酒米は県内産の五百万石、佐香錦、縁の舞、改良雄町に、大山産の山田錦と全量山陰産。自家製米で、出雲北山山系の中硬水を仕込み水に酒造りをする。酒母づくりは速醸のほか、中温速醸、高温糖化、水酛、生酛、山廃、6種類を行う。「出雲杜氏を継承する一人として、蔵人にどんどん引き継いで造り手を増やしたい」。杜氏である小島さんが新しいことを取り入れることで、蔵人たちもよりたくさんのことを経験できる。杜氏も蔵人もスキルアップしていこうという方針だ。
飲み飽きしない、人に寄り添う酒
「ここは丁寧な吟醸造りをしてきた蔵。受け継いだものを同じ価値観で造り、天穏という銘柄を造ることに注力しています」と小島さん。
酒質的なところは継承しながら、小島さんの個性で毎年より高いクオリティを目指して発展させていく。そのためには時に思い切った改革も行う。伝統を継承するのは大前提として、小島さんの個人的なテーマは「人はなぜお酒を造り、なぜ飲むのか」だという。哲学的な面からも酒に向き合い、自分の中で答えを導き出す。「それを色んな形にして表現していきたい。実際に味に反映させるのは難しいけど、今はそこを探求している感じです」と酒造りに対してどこまでも実直だ。
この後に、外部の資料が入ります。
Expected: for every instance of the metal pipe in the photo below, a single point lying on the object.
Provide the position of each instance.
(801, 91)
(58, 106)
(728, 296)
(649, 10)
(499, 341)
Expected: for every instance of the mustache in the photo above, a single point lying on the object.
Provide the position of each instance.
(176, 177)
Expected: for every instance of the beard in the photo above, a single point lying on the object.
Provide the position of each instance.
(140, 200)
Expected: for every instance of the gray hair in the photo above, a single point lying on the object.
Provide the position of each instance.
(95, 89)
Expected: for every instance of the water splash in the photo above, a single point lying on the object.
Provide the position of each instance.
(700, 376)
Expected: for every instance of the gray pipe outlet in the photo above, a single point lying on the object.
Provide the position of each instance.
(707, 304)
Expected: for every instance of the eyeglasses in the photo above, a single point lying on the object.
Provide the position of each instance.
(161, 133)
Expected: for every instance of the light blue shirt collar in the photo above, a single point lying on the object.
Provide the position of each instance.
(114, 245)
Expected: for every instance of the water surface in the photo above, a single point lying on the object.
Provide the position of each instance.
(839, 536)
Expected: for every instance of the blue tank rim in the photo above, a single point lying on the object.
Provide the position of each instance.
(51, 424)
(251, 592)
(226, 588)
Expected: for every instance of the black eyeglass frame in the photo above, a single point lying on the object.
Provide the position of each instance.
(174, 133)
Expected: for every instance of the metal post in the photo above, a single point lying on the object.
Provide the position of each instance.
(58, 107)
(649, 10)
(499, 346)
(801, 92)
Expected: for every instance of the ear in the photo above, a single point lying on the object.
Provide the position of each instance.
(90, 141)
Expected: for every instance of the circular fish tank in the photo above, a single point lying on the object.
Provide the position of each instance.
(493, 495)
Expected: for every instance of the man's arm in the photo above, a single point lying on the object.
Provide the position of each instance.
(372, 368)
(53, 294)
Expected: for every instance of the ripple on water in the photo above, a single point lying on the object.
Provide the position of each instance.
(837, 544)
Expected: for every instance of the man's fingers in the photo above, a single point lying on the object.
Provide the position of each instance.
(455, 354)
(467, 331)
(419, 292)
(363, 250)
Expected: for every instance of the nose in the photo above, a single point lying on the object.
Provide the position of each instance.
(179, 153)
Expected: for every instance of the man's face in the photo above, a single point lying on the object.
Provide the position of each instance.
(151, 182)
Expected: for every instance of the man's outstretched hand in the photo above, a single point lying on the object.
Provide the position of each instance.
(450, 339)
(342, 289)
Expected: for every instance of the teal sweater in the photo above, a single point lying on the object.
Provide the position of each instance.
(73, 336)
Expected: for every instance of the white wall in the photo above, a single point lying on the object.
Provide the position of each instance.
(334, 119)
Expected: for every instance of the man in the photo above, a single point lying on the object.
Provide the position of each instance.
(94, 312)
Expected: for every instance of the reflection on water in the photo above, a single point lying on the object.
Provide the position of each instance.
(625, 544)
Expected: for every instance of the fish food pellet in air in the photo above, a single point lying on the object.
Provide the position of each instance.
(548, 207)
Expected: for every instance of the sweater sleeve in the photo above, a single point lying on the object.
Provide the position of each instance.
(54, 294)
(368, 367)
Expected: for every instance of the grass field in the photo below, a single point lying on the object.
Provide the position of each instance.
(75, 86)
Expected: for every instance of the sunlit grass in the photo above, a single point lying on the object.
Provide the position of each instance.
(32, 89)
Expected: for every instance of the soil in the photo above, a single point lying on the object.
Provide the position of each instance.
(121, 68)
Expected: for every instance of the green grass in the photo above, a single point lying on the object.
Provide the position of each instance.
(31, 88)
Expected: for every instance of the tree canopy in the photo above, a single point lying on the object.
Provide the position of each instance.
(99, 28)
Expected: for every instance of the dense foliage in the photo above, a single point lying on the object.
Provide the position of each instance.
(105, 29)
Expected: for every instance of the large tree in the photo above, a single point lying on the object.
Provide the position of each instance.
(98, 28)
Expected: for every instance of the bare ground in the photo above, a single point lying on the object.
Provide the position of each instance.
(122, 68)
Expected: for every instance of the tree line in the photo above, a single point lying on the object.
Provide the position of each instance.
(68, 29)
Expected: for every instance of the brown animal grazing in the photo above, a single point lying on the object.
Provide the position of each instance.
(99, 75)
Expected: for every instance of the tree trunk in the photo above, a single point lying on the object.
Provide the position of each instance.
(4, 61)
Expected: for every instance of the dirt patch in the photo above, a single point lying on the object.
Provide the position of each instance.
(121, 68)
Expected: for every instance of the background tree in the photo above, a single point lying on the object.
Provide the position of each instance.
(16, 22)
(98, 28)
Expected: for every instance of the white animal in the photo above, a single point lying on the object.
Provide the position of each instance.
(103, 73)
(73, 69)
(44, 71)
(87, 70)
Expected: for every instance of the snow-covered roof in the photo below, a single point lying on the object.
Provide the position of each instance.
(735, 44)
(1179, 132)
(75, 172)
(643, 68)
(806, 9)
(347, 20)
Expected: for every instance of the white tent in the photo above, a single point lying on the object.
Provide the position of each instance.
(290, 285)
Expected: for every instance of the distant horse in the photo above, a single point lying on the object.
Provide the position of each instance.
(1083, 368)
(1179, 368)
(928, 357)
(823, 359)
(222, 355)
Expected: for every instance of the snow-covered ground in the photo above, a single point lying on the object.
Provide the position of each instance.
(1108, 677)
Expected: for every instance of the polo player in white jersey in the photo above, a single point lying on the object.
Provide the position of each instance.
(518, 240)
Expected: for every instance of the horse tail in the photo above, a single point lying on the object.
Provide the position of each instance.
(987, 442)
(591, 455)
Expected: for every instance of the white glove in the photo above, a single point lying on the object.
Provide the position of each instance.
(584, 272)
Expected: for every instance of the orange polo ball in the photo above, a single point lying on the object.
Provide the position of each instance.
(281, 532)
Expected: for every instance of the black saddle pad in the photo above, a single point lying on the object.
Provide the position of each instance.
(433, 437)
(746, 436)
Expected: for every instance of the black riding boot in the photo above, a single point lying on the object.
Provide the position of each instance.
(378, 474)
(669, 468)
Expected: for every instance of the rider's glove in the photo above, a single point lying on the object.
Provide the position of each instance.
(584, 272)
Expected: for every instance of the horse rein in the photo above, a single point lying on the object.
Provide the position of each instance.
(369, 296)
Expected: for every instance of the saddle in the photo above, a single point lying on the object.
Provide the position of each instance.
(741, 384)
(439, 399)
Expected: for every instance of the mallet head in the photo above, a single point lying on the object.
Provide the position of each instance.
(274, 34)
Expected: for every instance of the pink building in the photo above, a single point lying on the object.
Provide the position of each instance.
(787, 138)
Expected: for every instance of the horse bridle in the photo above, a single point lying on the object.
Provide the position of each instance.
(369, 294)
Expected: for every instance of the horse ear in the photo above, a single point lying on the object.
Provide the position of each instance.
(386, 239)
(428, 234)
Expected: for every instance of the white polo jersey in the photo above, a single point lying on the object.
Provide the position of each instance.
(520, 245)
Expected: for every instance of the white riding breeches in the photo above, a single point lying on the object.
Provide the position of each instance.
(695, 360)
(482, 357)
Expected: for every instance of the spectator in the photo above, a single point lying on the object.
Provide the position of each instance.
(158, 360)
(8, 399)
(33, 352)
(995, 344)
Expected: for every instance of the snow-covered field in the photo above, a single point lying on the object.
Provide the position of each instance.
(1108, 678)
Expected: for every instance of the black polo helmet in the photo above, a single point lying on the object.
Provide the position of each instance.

天穏を口に含む。舌の上で「おいしい」と感じる酒というより、飲んだ後に含み香や吟味がゆっくり鼻腔を抜ける。「味を遅らせています。一瞬で感じる旨さよりも、じんわり長時間楽しめる、飲み疲れしない酒になる。例えるならファーストフードより母の手料理、シャワーより温泉、CDより生演奏というように、瞬間的な良さよりも、幸福度が高いんです」ゆっくりと静かに語る小島さん。多方向から酒造りに切り込む若き杜氏の造る天穏は、とことん穏やかだ。
杜氏の小島達也さん
お酒を酌み交わし、同じものを飲んで同じ土地のものを食べることで人と仲良くなれる。そんな人と人を繋げられるようないいお酒を造りたいですね。
オススメの5本&マリアージュ
天穏 純米吟醸 馨(かおる)
島根県が約15年かけて開発した新たな酒米で、奥出雲で栽培された「縁の舞」を使用した純米吟醸酒。綺麗で品の良いスッキリとした辛口のキレの良い酒。冷から燗までお好みの温度帯で。
☆オススメのマリアージュ/出雲そば
天穏 純米大吟醸 佐香錦
島根県の酒造好適米「佐香錦」と島根酵母を使い、出雲杜氏の山陰吟醸造りで醸した純米大吟醸。清らかで品の良い佐香錦の味わいが人と料理に寄り添う。温度帯は冷がオススメ。
☆オススメのマリアージュ/魚料理
天穏 生酛 無濾過純米酒 改良雄町
綺麗さと滋味深さをあわせ持つ天穏の生酛造り。飾らない日本酒の本質的な滋味深い美味しさが心に余韻を届ける。冷から燗までお好みの温度帯で。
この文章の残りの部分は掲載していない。